The next day, Sunday June 3, the crew of the Langley welcomed 1,198 Washingtonians and others to tour their unique vessel. With the work week commencing the next day, Langley casted off from the Navy Yard and proceeded to a spot off Haines Point, a short distance away from the Army War College at Fort McNair. Once anchored, the USS Mayflower came alongside. President Warren G. Harding, Rear Admiral Moffett, the Navy’s General Board, and several other dignitaries worked their way up to the flight deck to observe Lt. Cdr. Griffin, Lt. Harold J. Brow, Ens. C.D. Palmer, and Boatswain Feher take off and land with their Navy biplanes. With the flight demonstration’s successful conclusion, the visiting dignitaries departed, and Langley returned to her previous berth at the Navy Yard. The flight operation routine continued off Haines Point for the next few days with only minor disruptions.               
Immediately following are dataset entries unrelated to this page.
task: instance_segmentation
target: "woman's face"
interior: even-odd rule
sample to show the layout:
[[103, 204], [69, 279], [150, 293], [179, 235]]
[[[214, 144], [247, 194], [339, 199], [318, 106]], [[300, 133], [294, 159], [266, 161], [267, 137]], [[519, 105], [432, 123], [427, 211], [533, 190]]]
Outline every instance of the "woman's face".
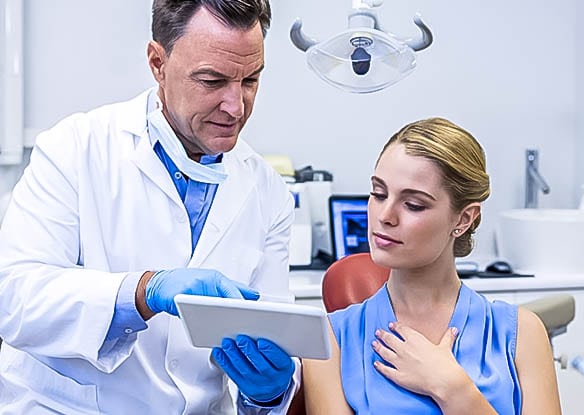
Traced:
[[440, 169], [392, 144], [371, 178], [368, 206], [373, 260], [392, 269], [454, 261], [452, 232], [459, 215], [450, 206]]

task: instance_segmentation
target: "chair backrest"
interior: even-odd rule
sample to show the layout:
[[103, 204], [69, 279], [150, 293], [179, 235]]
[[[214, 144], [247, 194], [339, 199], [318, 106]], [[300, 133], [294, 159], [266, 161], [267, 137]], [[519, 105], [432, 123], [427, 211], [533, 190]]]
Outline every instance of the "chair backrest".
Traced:
[[389, 269], [375, 264], [368, 252], [335, 261], [322, 279], [324, 307], [332, 312], [363, 302], [381, 288], [389, 273]]
[[[371, 297], [389, 277], [389, 269], [376, 265], [368, 252], [335, 261], [322, 279], [322, 301], [328, 312], [340, 310]], [[305, 415], [304, 390], [292, 400], [288, 415]]]

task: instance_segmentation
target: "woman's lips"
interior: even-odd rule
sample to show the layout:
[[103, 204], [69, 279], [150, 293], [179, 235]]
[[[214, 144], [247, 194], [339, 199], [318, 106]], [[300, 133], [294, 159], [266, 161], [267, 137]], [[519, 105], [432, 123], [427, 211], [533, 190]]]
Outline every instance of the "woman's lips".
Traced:
[[393, 245], [403, 245], [402, 241], [398, 241], [397, 239], [390, 238], [387, 235], [373, 233], [373, 241], [378, 248], [387, 248]]

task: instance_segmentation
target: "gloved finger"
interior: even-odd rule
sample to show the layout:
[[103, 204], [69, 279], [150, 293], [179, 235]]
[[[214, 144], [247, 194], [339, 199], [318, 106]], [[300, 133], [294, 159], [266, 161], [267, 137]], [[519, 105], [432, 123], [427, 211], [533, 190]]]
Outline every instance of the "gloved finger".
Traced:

During the following weekend, Langley remained berthed at the Navy Yard as one of her aircraft, and 30 Sailors participated in the parade that was part of festivities associated with a Shriners convention. Again, the quarterdeck was open to visitors, and several hundred took advantage of the opportunity. On Monday June 11, with Langley still tied up starboard side facing the Navy Yard, Mayflower came alongside and President Harding spent another 45 minutes visiting the aircraft carrier. At 4:02 the next morning, Langley hauled in lines from the Navy Yard dock for the last time as she headed down the Anacostia and the Potomac to return to Hampton Roads that evening. Following an overnight anchoring, Langley once again returned to Naval Operating Base for some maintenance and repair work.              

That day back in Washington, President Harding felt “stronger than ever” about the Navy’s plans for fleet aviation and reconfirmed his support for funding to continue the conversion of the planned battle cruisers Lexington and Saratoga into aircraft carriers. Having seen the persuasive powers of his experimental carrier captivate the president, Moffett was determined to garner additional support for his program and arranged for Langley to visit additional northeastern ports that summer.

Above: USS Langley (CV-1), 1923. Aerial view while at the Washington Navy Yard, Washington, D.C. July 3, 1923. Note, Willard Park and Building 76 (top center), the current location of the National Museum of the U.S. Navy. U.S. Navy photograph, now in the collections of the National Archives. (2015/12/22). Retrieved from NHHC.

Naval Aviation – The Past is the Prologue to the Future

As we conclude our three-part history of Naval Aviation, we recommend Admiral James Holloway’s Aircraft Carriers at War: A Personal Retrospective of Korea, Vietnam, and the Soviet Confrontation. As we ponder the future of carrier-based Naval Aviation, we should reflect on the wise words of Admiral Holloway in his aptly-tiled concluding chapter, ‘The Future; Past is Prologue:’


“The importance of the aircraft carrier in our nation’s defense lies in the fact that the carrier is the only weapon system that can provide air power at sea; and the free use of the world’s international waters will be in the future … an absolute essential to our national security strategies” (438-439).